Si tel est l’objectif, à quoi sert-il de tout dématérialiser si, au bout du compte, un contact médecin-patient est malgré tout nécessaire pour remettre le code RID sur papier, à remettre ensuite au pharmacien ?

Pour résoudre, au moins temporairement, cette équation, l’arrêté royal n° 21 du 14 mai 2020 allège le processus en permettant une transmission du code RID par des canaux dématérialisés, au moins le temps de l’épidémie.

Selon l’article 8 de cet arrêté royal n° 21, « pour contribuer à limiter la propagation du virus COVID-19, un dispensateur qui prescrit un médicament peut, avec l’accord de son patient, ne pas lui remettre la « preuve de prescription électronique » sur papier, pour lui transmettre plutôt le « code RID » de la prescription par un autre moyen de communication (mail, téléphone, Skype, etc.). Le code RID est le code-barres qui représente le numéro de prescription unique de la prescription de médicaments. Sur chaque prescription électronique, sa traduction en lettres et en chiffres figure sous ce code-barres ». A notre connaissance, cette possibilité laissée aux prescripteurs et à leurs patients, est encore en vigueur.

Reste une dernière question : que peut/doit transmettre le médecin quand il envoie à distance ce code : seulement le code RID, ou un document plus complet (par exemple, un scan du papier en format pdf) ?

Le médecin préfère souvent envoyer le scan du papier qu’il aurait remis au patient, plutôt que le seul code RID, car le nom – lisible – des médicaments y figure. Cela permet un meilleur suivi et un contrôle plus précis de la délivrance et de la consommation. Toutefois, la crainte des médecins est que ce fichier pdf tombe en de mauvaises mains, par exemple un mari trop curieux ou des parents trop contrôlants qui auraient accès à la boite email des autres membres de la famille. Dans certaines communautés, le problème serait particulièrement aigu.

L’arrêté royal n’apporte pas expressément la réponse. Il n’interdit pas d’envoyer, avec le code, d’autres informations, tel la liste lisible des médicaments prescrits. Il ne l’oblige pas non plus. Vu l’urgence, ce détail n’a probablement pas été pris en compte.

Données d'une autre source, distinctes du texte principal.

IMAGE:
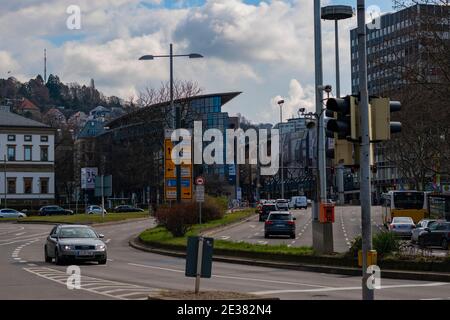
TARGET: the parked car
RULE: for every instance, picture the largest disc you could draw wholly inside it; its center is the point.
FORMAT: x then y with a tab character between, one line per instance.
11	213
266	210
298	202
54	210
282	204
74	243
280	223
95	210
402	226
437	234
424	223
127	208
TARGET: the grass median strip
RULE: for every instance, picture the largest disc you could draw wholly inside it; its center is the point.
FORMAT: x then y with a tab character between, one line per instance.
160	235
85	218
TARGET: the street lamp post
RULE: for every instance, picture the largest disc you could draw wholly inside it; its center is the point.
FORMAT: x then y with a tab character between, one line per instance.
336	13
280	103
176	110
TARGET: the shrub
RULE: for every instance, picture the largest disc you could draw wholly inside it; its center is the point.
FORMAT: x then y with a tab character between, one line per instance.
178	218
383	242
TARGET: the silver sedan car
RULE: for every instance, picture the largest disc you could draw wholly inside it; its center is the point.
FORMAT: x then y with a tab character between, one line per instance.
11	213
425	223
402	226
74	243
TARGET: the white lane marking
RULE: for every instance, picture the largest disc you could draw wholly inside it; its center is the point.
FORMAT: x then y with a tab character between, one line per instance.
12	242
232	277
24	237
61	278
329	289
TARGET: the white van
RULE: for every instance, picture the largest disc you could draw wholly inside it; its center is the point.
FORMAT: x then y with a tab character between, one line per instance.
299	202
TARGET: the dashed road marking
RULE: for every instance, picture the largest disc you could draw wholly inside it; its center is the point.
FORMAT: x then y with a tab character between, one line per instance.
127	291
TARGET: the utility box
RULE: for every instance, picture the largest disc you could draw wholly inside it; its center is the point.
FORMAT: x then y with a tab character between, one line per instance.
371	258
192	257
326	213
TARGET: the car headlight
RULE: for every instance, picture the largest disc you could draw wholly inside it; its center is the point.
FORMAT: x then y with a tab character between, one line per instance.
100	247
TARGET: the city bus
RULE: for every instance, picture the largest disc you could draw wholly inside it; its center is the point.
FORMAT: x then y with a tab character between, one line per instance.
401	203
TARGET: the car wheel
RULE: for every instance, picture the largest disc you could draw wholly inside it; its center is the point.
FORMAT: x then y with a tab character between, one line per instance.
58	260
444	244
47	258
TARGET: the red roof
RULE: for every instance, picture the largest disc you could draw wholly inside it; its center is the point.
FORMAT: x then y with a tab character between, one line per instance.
28	105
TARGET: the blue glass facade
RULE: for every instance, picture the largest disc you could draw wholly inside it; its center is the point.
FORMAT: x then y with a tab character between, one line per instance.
209	111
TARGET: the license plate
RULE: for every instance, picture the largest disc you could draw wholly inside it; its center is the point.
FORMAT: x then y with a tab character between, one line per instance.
85	253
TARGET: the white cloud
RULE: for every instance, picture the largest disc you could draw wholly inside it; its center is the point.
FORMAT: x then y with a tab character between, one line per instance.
298	97
251	48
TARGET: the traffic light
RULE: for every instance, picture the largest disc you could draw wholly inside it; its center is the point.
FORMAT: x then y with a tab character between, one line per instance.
381	126
345	122
343	127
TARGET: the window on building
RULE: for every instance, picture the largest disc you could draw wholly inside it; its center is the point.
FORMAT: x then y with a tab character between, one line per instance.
44	153
28	185
11	185
11	153
27	151
43	183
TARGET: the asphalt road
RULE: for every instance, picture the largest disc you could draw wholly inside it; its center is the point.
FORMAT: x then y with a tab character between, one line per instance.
347	226
132	274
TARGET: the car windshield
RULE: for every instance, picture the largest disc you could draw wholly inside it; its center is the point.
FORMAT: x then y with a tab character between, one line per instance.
402	220
77	233
284	217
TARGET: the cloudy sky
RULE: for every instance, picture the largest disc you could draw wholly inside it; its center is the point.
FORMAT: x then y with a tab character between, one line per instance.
263	48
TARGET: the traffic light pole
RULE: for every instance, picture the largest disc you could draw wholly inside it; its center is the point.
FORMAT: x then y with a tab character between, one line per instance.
365	183
322	232
340	166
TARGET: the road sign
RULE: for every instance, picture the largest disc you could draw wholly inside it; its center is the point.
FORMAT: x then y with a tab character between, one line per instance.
200	193
199	181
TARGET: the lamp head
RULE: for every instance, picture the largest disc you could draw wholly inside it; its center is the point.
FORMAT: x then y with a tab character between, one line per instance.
195	56
147	57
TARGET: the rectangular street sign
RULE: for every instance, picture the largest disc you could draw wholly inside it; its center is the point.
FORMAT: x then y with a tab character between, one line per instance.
200	193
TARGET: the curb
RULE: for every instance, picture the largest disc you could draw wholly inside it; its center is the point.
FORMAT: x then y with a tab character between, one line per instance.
389	274
112	223
227	226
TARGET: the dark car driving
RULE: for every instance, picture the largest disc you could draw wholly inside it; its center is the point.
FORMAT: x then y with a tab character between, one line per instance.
265	210
280	223
437	234
54	210
74	243
127	208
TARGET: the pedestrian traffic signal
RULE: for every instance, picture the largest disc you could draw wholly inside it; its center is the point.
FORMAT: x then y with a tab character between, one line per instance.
381	126
345	123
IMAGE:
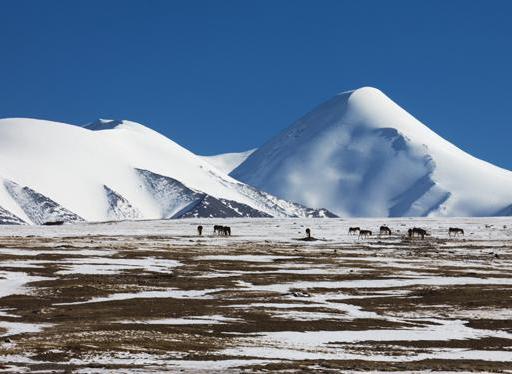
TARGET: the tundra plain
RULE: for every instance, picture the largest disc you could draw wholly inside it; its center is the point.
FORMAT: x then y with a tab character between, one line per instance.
154	296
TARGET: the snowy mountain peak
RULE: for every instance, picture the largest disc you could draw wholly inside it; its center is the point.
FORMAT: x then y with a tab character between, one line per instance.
115	170
103	124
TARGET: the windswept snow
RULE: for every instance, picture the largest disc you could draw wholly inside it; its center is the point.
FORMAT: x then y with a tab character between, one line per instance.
110	170
227	162
360	154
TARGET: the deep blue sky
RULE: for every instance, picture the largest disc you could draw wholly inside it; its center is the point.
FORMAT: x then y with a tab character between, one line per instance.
219	76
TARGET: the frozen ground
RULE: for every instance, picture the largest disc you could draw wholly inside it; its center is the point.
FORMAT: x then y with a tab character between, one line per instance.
153	296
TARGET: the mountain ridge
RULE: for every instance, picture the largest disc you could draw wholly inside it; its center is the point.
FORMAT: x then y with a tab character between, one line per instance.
361	154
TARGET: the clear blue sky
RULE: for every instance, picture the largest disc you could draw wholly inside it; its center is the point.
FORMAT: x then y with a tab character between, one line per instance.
219	76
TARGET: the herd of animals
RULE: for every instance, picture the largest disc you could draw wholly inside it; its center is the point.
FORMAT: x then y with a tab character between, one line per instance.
362	233
411	233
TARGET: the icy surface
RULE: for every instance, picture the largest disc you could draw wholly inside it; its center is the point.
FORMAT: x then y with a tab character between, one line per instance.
111	170
360	154
227	162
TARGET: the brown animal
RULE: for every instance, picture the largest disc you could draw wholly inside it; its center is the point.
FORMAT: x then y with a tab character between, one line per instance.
353	230
384	230
416	231
455	231
365	233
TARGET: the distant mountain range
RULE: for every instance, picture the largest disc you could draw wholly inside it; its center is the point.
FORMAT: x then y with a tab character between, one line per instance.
358	154
117	170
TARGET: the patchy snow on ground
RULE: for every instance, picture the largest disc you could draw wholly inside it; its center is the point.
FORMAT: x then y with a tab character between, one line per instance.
164	298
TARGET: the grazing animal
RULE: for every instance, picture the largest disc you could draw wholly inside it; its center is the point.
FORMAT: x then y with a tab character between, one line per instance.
455	231
365	233
416	231
384	230
353	230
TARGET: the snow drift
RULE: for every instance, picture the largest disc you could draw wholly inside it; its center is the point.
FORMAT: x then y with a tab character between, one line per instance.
360	154
114	170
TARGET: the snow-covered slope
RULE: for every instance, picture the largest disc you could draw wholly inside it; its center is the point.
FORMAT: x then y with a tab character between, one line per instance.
360	154
55	171
227	162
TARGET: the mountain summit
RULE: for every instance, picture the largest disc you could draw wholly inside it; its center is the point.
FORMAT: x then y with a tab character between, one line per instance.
116	170
361	154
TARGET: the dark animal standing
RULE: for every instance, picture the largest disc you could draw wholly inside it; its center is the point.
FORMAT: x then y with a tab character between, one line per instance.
416	231
222	230
365	233
455	231
384	230
353	230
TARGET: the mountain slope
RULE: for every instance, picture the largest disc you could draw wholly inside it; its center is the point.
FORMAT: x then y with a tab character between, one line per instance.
227	162
94	173
360	154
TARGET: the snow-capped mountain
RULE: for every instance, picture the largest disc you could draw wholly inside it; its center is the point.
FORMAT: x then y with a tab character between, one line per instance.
112	170
360	154
227	162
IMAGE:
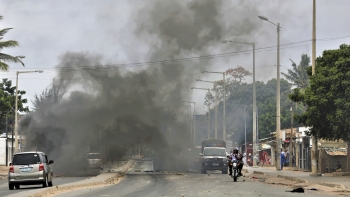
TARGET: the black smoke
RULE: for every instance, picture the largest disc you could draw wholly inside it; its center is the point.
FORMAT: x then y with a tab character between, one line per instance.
111	110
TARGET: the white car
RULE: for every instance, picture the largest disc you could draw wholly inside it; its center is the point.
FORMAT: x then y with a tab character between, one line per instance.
30	168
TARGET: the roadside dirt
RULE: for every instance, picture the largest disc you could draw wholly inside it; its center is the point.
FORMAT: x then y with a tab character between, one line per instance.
55	190
293	184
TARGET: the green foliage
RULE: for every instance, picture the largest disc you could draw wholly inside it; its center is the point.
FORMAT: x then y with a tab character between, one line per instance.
327	98
7	104
298	75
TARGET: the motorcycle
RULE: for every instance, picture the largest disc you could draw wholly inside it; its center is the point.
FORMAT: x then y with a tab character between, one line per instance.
234	170
250	162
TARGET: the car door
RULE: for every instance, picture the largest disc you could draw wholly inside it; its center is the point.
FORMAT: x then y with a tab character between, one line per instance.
26	166
48	168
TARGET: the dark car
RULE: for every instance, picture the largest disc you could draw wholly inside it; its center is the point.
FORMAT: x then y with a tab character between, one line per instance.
214	158
95	161
30	168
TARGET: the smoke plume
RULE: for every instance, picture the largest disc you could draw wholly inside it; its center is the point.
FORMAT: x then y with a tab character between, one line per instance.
109	110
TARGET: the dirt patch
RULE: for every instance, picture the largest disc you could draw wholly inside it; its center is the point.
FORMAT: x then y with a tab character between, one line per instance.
295	183
63	189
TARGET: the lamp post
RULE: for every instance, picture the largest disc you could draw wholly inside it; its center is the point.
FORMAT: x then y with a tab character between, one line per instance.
254	96
278	120
314	148
216	106
16	106
224	107
208	108
188	107
194	120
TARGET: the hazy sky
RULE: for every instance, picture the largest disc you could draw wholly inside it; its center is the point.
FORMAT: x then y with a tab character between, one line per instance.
46	29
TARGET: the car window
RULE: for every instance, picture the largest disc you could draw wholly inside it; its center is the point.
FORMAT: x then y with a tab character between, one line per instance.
214	152
25	159
93	156
44	158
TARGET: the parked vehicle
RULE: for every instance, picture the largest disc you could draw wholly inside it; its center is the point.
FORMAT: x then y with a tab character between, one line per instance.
95	161
30	168
214	158
235	174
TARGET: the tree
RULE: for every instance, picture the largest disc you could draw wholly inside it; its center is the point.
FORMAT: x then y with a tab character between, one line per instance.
235	77
298	75
327	97
5	57
7	103
48	97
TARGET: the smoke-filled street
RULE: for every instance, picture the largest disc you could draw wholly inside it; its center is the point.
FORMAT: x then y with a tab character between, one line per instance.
181	87
141	181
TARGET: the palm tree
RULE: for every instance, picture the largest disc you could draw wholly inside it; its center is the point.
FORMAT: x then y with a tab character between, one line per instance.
298	75
7	44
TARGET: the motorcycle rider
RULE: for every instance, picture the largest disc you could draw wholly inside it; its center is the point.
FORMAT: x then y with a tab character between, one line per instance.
236	156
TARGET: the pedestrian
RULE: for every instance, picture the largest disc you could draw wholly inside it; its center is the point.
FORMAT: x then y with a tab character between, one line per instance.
245	159
283	157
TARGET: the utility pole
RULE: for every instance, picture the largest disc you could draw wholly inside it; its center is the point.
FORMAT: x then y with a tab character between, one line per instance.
291	139
314	138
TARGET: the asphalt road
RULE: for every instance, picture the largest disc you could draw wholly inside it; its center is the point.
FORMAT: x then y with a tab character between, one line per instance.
141	181
4	190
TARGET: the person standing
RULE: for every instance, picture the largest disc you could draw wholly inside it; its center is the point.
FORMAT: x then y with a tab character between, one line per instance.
283	158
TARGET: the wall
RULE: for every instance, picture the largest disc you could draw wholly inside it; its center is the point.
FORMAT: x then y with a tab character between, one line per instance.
330	162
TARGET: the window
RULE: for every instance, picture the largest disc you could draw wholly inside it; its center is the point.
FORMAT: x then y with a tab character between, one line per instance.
94	156
214	152
25	159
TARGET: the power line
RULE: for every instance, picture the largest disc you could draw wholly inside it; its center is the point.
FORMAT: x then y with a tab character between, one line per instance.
203	57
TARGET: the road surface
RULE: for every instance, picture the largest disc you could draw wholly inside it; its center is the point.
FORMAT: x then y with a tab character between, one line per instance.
141	181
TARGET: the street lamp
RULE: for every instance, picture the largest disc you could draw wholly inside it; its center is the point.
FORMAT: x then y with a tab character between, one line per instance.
208	108
216	106
194	120
278	118
254	96
224	107
16	106
188	107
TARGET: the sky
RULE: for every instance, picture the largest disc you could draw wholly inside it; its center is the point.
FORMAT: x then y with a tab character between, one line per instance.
124	32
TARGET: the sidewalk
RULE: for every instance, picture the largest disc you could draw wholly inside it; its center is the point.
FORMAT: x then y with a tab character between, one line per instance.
304	179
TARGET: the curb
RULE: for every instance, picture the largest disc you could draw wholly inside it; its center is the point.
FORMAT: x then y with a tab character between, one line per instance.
293	179
258	172
339	186
73	187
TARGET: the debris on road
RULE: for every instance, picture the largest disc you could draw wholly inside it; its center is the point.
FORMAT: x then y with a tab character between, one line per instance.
297	190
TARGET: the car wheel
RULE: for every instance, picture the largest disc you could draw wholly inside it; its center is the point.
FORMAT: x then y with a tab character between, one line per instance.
50	183
45	184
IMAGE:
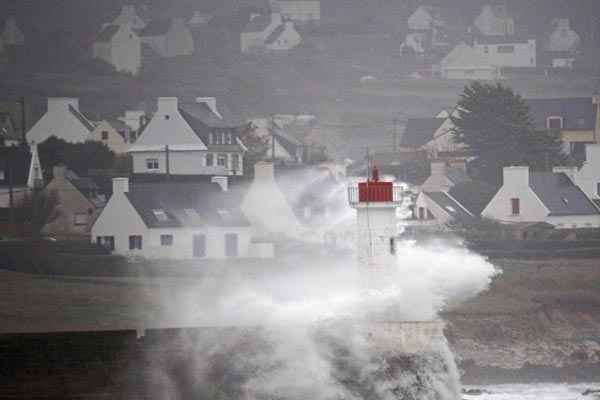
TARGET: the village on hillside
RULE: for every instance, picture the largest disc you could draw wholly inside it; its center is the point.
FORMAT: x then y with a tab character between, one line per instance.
249	178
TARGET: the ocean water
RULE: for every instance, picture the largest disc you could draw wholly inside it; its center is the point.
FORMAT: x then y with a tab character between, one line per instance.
537	391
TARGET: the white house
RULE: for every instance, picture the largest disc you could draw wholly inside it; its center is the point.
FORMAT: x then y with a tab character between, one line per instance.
507	51
464	62
190	141
588	176
119	46
267	207
563	38
63	120
129	16
174	221
494	21
272	32
12	35
528	196
114	134
168	37
300	11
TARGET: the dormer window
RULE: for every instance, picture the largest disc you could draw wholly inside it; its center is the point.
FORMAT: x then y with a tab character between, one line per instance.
160	215
554	123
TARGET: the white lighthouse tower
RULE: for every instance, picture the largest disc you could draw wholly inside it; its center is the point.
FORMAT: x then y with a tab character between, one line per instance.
376	202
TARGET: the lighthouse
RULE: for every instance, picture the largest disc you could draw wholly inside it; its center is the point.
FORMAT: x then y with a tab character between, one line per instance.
375	202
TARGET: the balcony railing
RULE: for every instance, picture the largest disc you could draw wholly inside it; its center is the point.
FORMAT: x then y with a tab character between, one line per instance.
373	193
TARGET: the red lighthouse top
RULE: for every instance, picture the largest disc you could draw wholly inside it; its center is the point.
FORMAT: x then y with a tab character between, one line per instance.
375	191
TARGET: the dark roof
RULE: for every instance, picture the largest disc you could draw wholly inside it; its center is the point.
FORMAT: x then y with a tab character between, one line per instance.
275	34
107	33
19	160
156	27
81	118
419	131
449	205
457	175
578	113
560	195
501	39
211	205
473	195
258	24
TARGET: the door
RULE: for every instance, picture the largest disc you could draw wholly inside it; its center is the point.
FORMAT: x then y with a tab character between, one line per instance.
199	245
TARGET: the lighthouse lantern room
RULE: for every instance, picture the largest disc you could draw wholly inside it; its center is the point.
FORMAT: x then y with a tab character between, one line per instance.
376	202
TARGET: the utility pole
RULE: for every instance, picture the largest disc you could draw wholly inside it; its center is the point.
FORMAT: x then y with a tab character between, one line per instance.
23	120
273	139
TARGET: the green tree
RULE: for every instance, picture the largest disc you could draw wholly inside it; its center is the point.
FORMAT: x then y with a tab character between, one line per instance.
495	124
78	157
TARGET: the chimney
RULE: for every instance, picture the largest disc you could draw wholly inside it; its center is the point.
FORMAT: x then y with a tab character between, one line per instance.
264	172
167	105
596	103
62	103
221	181
569	171
120	185
516	176
438	168
211	103
592	153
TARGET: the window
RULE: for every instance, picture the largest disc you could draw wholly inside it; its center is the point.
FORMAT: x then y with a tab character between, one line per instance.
160	215
135	242
506	49
231	245
222	160
152	163
515	206
554	123
80	218
108	242
166	240
235	162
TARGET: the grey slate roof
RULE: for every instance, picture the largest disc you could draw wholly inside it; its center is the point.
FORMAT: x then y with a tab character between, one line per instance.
578	113
212	206
560	195
449	205
258	24
107	33
81	118
157	27
473	195
275	34
419	131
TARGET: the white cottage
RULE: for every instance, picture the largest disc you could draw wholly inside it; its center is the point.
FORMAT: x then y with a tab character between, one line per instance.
300	11
271	32
551	197
63	120
174	221
12	34
563	38
192	140
464	62
588	176
168	37
129	16
494	21
119	46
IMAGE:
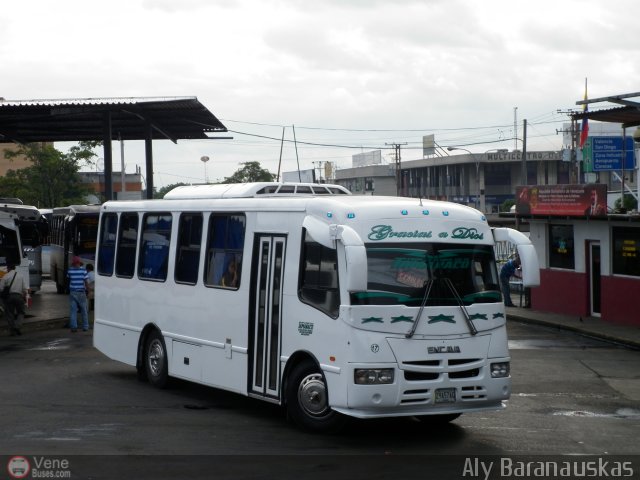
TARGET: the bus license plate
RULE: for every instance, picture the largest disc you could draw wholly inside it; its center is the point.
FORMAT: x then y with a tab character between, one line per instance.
445	395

Trois pistes de réflexion subsistent :

  • Il faut intégrer à la réflexion le RGPD qui impose, surtout pour des données aussi sensibles, un niveau de sécurité suffisant. On déconseille l’envoi d’informations lisibles et précises vers une adresse email non-personnelle ([email protected] par exemple) ou appartenant manifestement à un tiers, même apparenté (sauf en cas de personne mineure).
  • On privilégiera les communications vers un appareil mobile relié à un numéro attribué à une personne spécifique qui est aussi le patient (SMS ou WhatsApp par exemple) ou, mieux encore, une application ad hoc, sécurisée et permettant l’identification du destinataire.
  • L’arrêté royal demande « l’accord du patient ». Le médecin doit donc expliquer ce qui se passe et s’assurer que la communication a lieu selon un procédé accepté.
  • Enfin, le bons sens : prendre en compte la situation de chaque patient. En général, le médecin connait son patient et son environnement, surtout pour la médecine de première ligne. Il faut donc lui laisser la possibilité de faire à distance tout ce qu’il ferait dans son cabinet, ni plus ni moins.

Demain, la vente en ligne de médicaments soumis à prescription ?

Belgique et France sont alignées sur une même ligne : la possibilité de vendre en ligne des médicaments, s’arrête aux produits pour lesquels une prescription médicale est requise.

Le droit européen n’interdit pas d’autoriser la vente, sur Internet, de médicaments soumis à prescription. Il ne l’exige pas non plus. Le choix est laissé aux États. L’Allemagne, par exemple, autorise la vente en ligne des médicaments soumis à prescription.

Puisque tout est désormais dématérialisé dans la relation médecin-patient (lorsque le praticien estime que rien ne s’y oppose sur le plan médical), plus rien ne s’oppose, en pratique, au dernier chainon : le patient, ayant reçu son code RID, se connecte au site de sa pharmacie et, dûment authentifié (carte d’identité électronique, itsme, etc.), il commande en ligne le médicament soumis à prescription qui lui sera livré le lendemain.